CS194-26 Project 2

Kevin Shi

Overview

This project consists of multiple parts, and is an exploration of multiple filters and their applications to image sharpening, blending, rotation, and human vision.

Part 1: Fun with Filters

Part 1.1: Finite Difference Operator

Here we work with finite difference operators dx and dy to find the edges of the image.

We have a lot of noise in this image and it is very difficult to remove. Removing the noise also removes a lot of the actual edges. I went through multiple thresholds to find a good compromise between edges and noise, eventually landing on 0.21

Part 1.2: Derivative of Gaussian (DoG) Filter

Here we work with guassian filter to blur the image to get rid of noise. Then afterwards derive to get cleaner edges.

In this below example we guassian blur first with a kernel size of 20 and a sigma value of 3. As you can see, this removes a lot of the noise so that we can have a lower threshold value of 0.018. We can also see that this makes the lines fatter, which happens because we are also blurring the edges, making them thicker.

We then convolve the gaussian kernel and the finite difference kernel first before then convolving with the image. This yields no difference between the outputs because convolution is associative. This however should run faster because the convolution between the smaller kernels is done first.

Part 1.3: Image Straightening

Here we attempt to rotate an image to be straight and upright automatically. We do this through the assumption that most of the edges in an image are vertical and horizontal.

This algorithm is one that straightens images based on the assumption that most lines will be horizontal and vertical. My algorithm detects these lines through a couple of steps

  1. It blurs and derives the image.
  2. Calculates edge strength and gradient direction. Gradient direction is given only by angles in the first quadrant for simplicity of calculation
  3. Finds lines by thresholding the gradient direction matrix by the edge matrix
  4. Calculates a histogram of the angles
  5. Proposes rotation angle based on the median of the histogram group with the most angles
  6. Tries both clockwise and counter-clockwise rotation (+/-) - this is due to the simplification in step 2 of angles only being in the first quadrant.
  7. Calculates vertical and edge lines to find the right rotation

The gradient magnitude computation is done by finding the l2 norm of [fdx, fdy]. The gradient angle is given by arctan (dfdy / dfdx).

Let us run through a example so we understand the process

First we have the original image:

Next we derive and blend like in 1.2 except without binarize thresholding(1).

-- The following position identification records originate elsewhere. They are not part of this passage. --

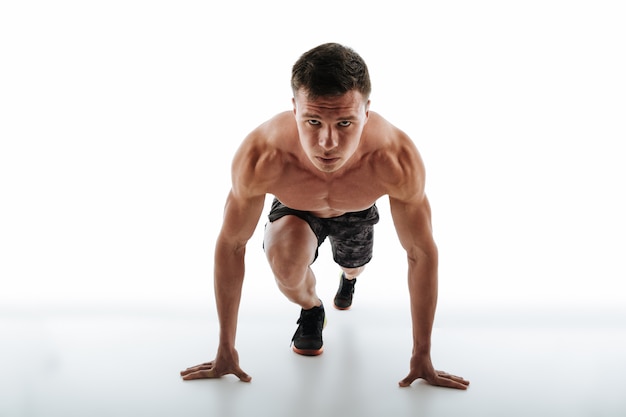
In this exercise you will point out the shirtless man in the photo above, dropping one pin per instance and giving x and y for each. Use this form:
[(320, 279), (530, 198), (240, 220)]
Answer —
[(326, 162)]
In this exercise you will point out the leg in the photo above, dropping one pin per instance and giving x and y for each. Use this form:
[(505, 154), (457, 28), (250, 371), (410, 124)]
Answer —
[(290, 247), (352, 273)]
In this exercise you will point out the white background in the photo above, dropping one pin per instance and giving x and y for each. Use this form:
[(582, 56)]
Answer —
[(118, 121)]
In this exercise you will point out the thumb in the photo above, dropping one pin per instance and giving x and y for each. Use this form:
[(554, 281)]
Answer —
[(407, 381), (244, 377)]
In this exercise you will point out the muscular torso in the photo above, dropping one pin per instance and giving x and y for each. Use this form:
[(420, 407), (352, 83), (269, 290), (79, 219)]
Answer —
[(281, 168)]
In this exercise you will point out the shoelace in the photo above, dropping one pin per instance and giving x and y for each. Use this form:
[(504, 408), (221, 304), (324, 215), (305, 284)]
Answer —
[(347, 287), (309, 323)]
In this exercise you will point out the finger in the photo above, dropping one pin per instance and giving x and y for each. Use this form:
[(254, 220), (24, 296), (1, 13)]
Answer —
[(455, 378), (407, 381), (449, 382), (201, 375), (204, 367), (244, 377)]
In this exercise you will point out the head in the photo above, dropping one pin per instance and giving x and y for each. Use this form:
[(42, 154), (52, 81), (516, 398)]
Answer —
[(331, 88)]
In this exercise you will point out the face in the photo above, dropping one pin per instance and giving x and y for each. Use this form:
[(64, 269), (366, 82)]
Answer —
[(330, 128)]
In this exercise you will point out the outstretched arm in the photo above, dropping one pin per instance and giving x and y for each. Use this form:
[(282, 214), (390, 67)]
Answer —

Using this, we calculate the gradient angle and edge matricies (2):

Then we find the angles we care about, which are the ones on the edges (3):

Then we calculate the best rotation by looking at the histogram(4)(5):

Then we end up with a final rotated image and its histogram

The results here will show our image before and after so that as a human, we can judge how well the algorithm works. Along with the images we will show the histogram of edge angles so that we can see how well the algorithm is actually performing on our assumption.

We can see that a lot of the images, especially the images of human made objects, work well with the algorithm. From the histograms, we can see that as we rotate the image, there are more gradients aligned with the 0 rad and pi/2 rad. We can see that these images turn out well, meaning that our assumption was correct.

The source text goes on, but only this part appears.